The features of a website may be grouped into high level categories such as communication, order entry, or customer relationship. Communication features are related to targeted messages, product display, guides, and instructions. These types of features aim to merchandise the products in the store effectively and to guide customers to targeted areas. Order entry features make sure the customer can put products into a cart and complete the sales funnel. Typical features in this area involve payments, delivery, and order processing. Customer relationship features involve the customer profile, self service ability, help pages, and contact-us type pages.

Results

Depending on the area being measured, the results of the eCommerce operation are owned by the product manager, marketing, or the IT group.

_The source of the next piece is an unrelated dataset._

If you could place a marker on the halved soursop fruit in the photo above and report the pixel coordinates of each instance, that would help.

The product manager is responsible for ensuring the site content and functionality are aligned to business goals. This role should make sure that system stays up-to-date, contains fresh content, and does not contain elements that prevent customers from ordering. Results are measured in areas such as product accuracy, web site release cycle timing, and resolution of business needs.

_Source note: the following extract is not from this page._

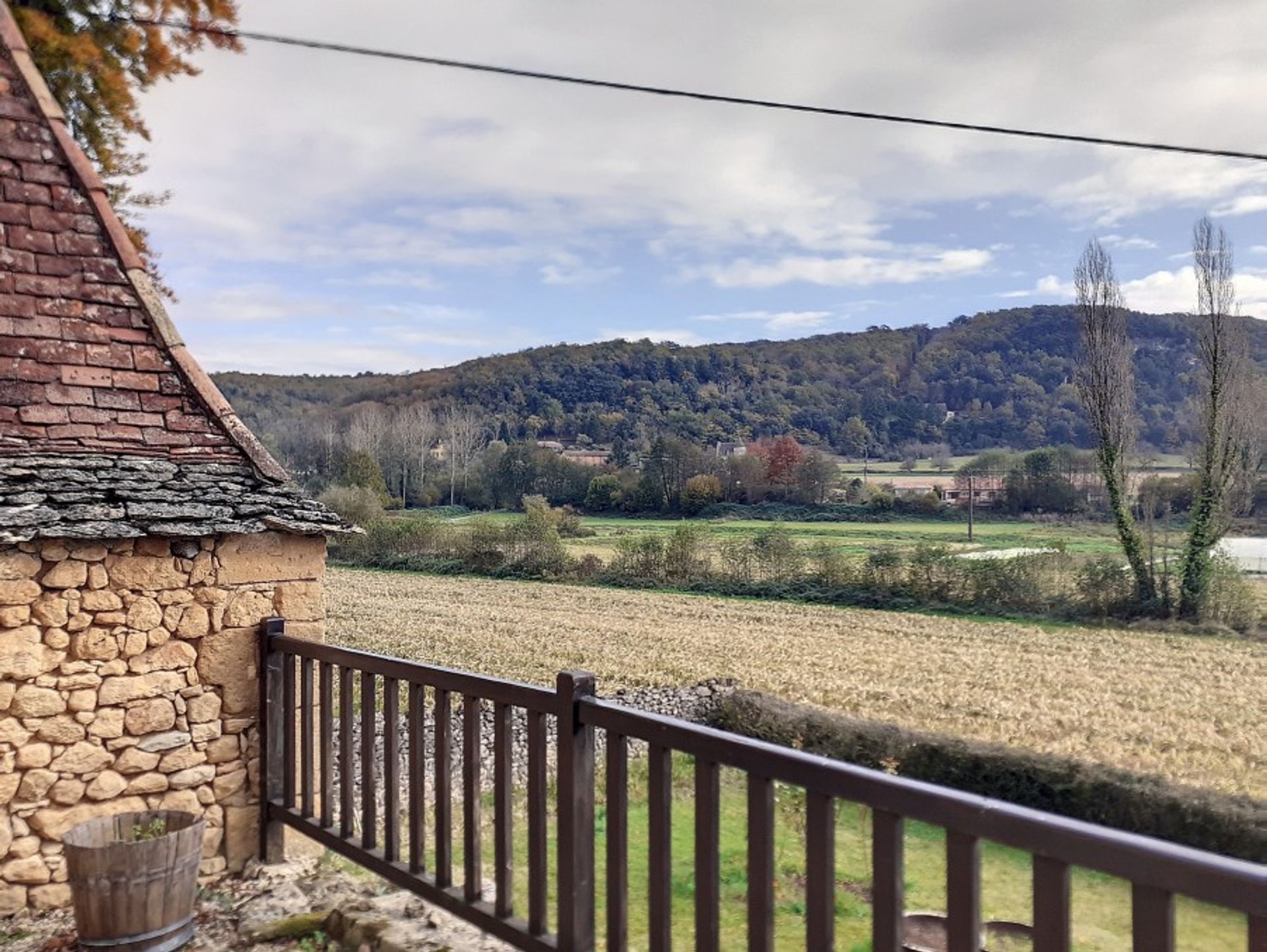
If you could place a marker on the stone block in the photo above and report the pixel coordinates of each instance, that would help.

The marketing group is responsible for defining programs and metrics that align to the three eCommerce key performance indicators:

  1. The number of customers to the store
  2. The number of customers that buy from the store
  3. The amount of money that customers spend in the store

The IT systems group is responsible for the availability and performance of the site. If you don’t have IT at the table as an accountable group for eCommerce results in your organization then you need to think twice. Sites that are unavailable to a customer when they choose to shop create a lost sale. There are plenty of sites on the Internet to shop from and chances are a competitor site is available. Slow speed? A definite customer turn-off. Make sure the store is open and the lights are on.

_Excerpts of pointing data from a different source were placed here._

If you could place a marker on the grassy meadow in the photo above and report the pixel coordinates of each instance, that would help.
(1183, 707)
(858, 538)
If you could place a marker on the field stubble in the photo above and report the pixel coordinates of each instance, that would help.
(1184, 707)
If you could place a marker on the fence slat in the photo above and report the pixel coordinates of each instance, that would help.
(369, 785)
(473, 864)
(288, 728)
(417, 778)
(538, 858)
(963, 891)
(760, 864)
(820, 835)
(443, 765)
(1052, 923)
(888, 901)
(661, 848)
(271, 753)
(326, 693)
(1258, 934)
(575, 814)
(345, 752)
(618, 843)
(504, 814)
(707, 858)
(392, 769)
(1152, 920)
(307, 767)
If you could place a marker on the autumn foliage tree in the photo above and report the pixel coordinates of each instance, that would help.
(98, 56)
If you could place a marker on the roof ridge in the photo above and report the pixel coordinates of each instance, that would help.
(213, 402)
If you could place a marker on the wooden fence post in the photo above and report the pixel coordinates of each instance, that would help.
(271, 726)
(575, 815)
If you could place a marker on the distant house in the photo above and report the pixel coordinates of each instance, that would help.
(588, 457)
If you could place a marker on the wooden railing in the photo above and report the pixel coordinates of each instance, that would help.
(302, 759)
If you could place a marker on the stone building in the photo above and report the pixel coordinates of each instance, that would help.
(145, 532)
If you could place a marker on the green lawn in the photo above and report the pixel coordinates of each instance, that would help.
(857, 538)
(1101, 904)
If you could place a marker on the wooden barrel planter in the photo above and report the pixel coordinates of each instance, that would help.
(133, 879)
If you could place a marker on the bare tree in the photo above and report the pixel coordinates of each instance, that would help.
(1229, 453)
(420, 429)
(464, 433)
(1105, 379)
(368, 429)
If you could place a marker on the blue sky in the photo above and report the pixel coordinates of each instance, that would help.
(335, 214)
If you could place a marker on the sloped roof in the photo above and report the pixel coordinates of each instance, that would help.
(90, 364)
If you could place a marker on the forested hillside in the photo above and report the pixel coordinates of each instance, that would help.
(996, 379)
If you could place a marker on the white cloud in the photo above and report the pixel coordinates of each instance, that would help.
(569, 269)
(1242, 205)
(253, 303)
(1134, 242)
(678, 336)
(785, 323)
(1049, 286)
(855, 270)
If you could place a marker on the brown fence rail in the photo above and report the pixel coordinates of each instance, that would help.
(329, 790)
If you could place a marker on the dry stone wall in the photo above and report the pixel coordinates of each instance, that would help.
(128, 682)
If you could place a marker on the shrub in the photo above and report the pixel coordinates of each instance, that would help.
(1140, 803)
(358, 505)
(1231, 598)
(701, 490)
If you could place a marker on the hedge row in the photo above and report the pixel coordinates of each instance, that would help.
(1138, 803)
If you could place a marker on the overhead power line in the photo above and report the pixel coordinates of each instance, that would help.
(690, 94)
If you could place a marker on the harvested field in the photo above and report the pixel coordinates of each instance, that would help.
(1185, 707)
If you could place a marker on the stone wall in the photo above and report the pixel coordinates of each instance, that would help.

Competitive/Industry Alignment

Who is responsible for making sure  that your site content and offering are competitive with the current market or better yet distinguish you from your competition? This part of the operation should be assigned to Sales and Marketing. Sales because they have the closest relationships with customers and clients. They should be aware of how competitors are positioning their products and services. They’ll know why you’ve not been able to close deals in the past and they’ll know what customers are asking to have in the web site. The marketing group may contain a strategist that can analyze industry level trends or provide input on potential new products where there could be market demand. They can use tools such as SWOT analysis (Strength, Weaknesses, Opportunities, and Threats) to examine how the eCommerce site fits into its market space.

Certainly there are more team members in an eCommerce operation. Each team member is part owner of the overall system and responsible for their contributions. Let me know your thoughts on a eCommerce operation. Is your organization structured differently or do you think it should be structured differently?